Explanation (Hash Join (Multiple Partition)(Classic Hash join)
--------------------------------------------------------------------------------
  1) First, we lock a distinct tutorial_db."pseudo table" for read on a
     RowHash to prevent global deadlock for tutorial_db.employee_small_data.
  2) Next, we lock a distinct tutorial_db."pseudo table" for read on a
     RowHash to prevent global deadlock for tutorial_db.employee_large_data.
  3) We lock tutorial_db.employee_small_data for read, and we lock
     tutorial_db.employee_large_data for read.
  4) We execute the following steps in parallel.
       1) We do an all-AMPs RETRIEVE step from
          tutorial_db.employee_small_data by way of an all-rows scan with a
          condition of ("(NOT (tutorial_db.employee_small_data.start_gmt_ts
          IS NULL )) AND (NOT
          (tutorial_db.employee_small_data.agent_local_dt IS NULL ))") into
          Spool 2 (all_amps) (compressed columns allowed) fanned out
          into 8 hash join partitions , which is duplicated on all AMPs.

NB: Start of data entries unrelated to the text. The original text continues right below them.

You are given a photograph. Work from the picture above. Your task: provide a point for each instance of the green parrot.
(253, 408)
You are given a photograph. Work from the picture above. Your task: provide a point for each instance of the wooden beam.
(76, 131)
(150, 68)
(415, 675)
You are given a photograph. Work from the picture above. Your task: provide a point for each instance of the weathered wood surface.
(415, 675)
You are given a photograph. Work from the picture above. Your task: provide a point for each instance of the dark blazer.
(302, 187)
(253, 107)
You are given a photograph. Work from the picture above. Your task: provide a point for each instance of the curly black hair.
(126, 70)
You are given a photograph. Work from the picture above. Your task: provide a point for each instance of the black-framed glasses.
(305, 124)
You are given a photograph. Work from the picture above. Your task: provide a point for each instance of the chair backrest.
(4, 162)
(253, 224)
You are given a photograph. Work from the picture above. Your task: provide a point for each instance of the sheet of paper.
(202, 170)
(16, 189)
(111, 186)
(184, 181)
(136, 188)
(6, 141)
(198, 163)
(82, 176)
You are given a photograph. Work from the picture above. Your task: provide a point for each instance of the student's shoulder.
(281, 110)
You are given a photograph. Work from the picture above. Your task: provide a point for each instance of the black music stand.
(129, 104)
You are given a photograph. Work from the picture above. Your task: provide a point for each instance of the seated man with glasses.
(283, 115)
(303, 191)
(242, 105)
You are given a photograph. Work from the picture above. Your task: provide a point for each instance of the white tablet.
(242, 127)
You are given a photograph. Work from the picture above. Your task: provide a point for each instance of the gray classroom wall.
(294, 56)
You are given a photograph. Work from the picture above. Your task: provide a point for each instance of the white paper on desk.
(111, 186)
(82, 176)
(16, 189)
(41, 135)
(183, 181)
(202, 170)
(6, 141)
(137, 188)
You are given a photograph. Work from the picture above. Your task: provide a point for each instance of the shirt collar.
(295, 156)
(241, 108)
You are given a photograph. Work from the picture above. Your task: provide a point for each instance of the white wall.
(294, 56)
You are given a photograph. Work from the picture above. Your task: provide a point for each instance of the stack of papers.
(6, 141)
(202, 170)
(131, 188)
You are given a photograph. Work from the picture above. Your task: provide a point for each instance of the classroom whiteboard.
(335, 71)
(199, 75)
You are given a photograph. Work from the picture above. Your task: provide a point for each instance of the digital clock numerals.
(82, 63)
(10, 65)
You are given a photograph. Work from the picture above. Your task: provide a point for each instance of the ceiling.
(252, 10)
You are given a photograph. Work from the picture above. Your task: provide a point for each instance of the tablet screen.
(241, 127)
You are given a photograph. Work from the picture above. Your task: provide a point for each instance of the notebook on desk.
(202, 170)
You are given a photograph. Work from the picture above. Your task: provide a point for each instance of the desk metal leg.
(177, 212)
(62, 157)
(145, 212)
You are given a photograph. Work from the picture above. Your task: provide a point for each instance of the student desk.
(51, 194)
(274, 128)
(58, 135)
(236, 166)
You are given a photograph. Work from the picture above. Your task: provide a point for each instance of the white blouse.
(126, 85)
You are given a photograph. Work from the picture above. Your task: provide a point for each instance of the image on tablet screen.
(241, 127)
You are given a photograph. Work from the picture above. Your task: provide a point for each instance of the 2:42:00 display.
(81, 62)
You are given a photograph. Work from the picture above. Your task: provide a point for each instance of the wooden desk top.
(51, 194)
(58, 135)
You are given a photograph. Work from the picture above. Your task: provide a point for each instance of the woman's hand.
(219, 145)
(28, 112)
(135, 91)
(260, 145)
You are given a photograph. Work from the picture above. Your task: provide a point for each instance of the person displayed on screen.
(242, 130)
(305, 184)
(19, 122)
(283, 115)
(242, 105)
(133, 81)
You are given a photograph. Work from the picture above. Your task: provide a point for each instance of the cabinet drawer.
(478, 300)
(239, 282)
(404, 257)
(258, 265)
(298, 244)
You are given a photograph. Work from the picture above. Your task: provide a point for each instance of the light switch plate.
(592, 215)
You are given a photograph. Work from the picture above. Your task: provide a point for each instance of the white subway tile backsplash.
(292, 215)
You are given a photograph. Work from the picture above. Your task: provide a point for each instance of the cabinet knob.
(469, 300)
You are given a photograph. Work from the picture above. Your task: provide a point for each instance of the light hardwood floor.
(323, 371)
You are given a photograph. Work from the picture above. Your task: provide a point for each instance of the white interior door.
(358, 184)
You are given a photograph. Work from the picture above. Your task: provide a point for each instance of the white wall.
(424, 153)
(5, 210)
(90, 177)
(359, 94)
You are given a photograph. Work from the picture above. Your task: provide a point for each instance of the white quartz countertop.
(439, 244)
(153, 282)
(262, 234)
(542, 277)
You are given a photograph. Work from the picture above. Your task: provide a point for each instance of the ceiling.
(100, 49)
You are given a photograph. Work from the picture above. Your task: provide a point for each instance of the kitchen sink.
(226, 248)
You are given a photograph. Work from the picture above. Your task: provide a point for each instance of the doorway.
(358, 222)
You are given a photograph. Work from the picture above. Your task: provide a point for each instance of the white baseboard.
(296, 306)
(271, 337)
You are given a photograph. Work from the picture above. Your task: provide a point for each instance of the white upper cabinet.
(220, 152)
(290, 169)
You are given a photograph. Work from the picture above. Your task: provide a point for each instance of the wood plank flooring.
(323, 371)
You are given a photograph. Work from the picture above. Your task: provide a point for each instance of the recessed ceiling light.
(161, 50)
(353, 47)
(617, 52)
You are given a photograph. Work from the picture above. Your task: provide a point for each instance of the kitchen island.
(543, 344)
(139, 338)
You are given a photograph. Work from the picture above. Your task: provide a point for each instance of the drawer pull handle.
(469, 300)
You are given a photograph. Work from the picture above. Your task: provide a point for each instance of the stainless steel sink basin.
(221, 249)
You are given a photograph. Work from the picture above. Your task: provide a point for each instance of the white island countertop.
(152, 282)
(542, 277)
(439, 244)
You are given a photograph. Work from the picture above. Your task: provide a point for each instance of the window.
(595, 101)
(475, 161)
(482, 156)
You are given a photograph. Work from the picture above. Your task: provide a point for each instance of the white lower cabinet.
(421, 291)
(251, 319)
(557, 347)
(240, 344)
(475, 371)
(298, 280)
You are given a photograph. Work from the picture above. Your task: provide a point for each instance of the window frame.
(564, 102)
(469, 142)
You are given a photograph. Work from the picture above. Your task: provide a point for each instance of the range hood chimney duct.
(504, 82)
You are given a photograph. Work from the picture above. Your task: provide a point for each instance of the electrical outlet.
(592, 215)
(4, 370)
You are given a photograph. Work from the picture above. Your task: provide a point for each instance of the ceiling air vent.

          The size of Spool 2 is estimated with low confidence to be
          172,980 rows (748,138,500 bytes).  The estimated time for
          this step is 0.34 seconds.
       2) We do an all-AMPs RETRIEVE step from tutorial_db.employee_large_data
          by way of an all-rows scan with a condition of ("(NOT
          (tutorial_db.employee_large_data.start_gmt_ts IS NULL )) AND (NOT
          (tutorial_db.employee_large_data.agent_local_dt IS NULL ))") into
          Spool 3 (all_amps) (compressed columns allowed) fanned out
          into 8 hash join partitions, which is built locally on the
          AMPs.  The size of Spool 3 is estimated with high confidence
          to be 5,400,649 rows (23,357,806,925 bytes).  The estimated
          time for this step is 8.71 seconds.
  5) We do an all-AMPs JOIN step from Spool 2 (Last Use) by way of an
     all-rows scan, which is joined to Spool 3 (Last Use) by way of an
     all-rows scan.  Spool 2 and Spool 3 are joined using a hash join
     of 8 partitions, with a join condition of ("(agent_local_dt =
     agent_local_dt) AND (start_gmt_ts = start_gmt_ts)").  The result
     goes into Spool 1 (group_amps), which is built locally on the AMPs.
     The size of Spool 1 is estimated with no confidence to be
     2,161,255 rows (49,782,347,670 bytes).  The estimated time for
     this step is 7.79 seconds.
  6) Finally, we send out an END TRANSACTION step to all AMPs involved
     in processing the request.
  -> The contents of Spool 1 are sent back to the user as the result of
     statement 1.  The total estimated time is 16.50 seconds.

Explanation: In the above example,1 table is small and it is internally divided into 8 partitions.